Hor Sarun, an undersecretary of state at the Tourism Ministry, said that according to observations, people smoke cigarettes outside of the departure and arrival halls. Mr Sarun said cigarette smoke affects people who go to the airport to welcome or accompany their relatives.

He noted that Phnom Penh International Airport should prepare a smoking area farther away from the arrival and departure halls.

“We have to discuss whether to move the smoking areas to a garden or somewhere else to prevent smoke from affecting non-smokers,” Mr Sarun said. “So we have to work together to make our international airports smoke free.”

Koam Sinoun, deputy director of the Health Ministry’s legislation department, yesterday said according to the Law on Tobacco Control and relevant sub-decrees, it is prohibited to smoke in workplace buildings and public places such as schools, playgrounds, public parks, museums, and cultural and historical sites.

Mr Sinoun said regulations require tobacco companies to attach health warnings in Khmer and a warning photo displayed on the back and front of a tobacco product.

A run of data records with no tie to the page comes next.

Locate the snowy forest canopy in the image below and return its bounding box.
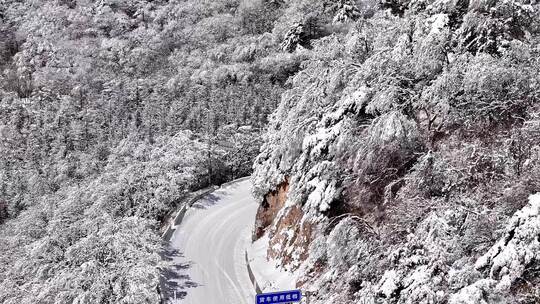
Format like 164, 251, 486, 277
0, 0, 540, 303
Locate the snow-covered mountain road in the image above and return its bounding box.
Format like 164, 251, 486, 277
161, 180, 257, 304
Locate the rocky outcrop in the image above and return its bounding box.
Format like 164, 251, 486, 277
253, 178, 289, 241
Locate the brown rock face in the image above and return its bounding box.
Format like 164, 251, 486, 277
267, 205, 313, 268
253, 178, 289, 241
0, 201, 8, 224
253, 179, 313, 268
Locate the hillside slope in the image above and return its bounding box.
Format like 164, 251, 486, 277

“For shops in airports that display tobacco products for sale, we have to find a way to find out whether these shops are complying with our regulations,” he said. “There are a lot of displays of cigarette packs. These shops should make adjustments in accordance with the law.”

Herve Bonin, general manager of Phnom Penh International Airport, yesterday said it will relocate smoking areas. Mr Bonin said it will also display a large banner in the Chinese language.

He added that the management is open to discussions with business owners who sell tobacco products at the airport.

“We will find a way to improve in order to comply with the law,” Mr Bonin said.

Mom Kong, executive director of the Cambodian Movement for Health, said the airport needs to address the issue of tobacco in order to make it a smoke-free establishment.

“It is not only Cambodians who use the airport, but also international tourists,” Mr Kong said. “They want our airport to be a good and healthy place for everyone who come here.”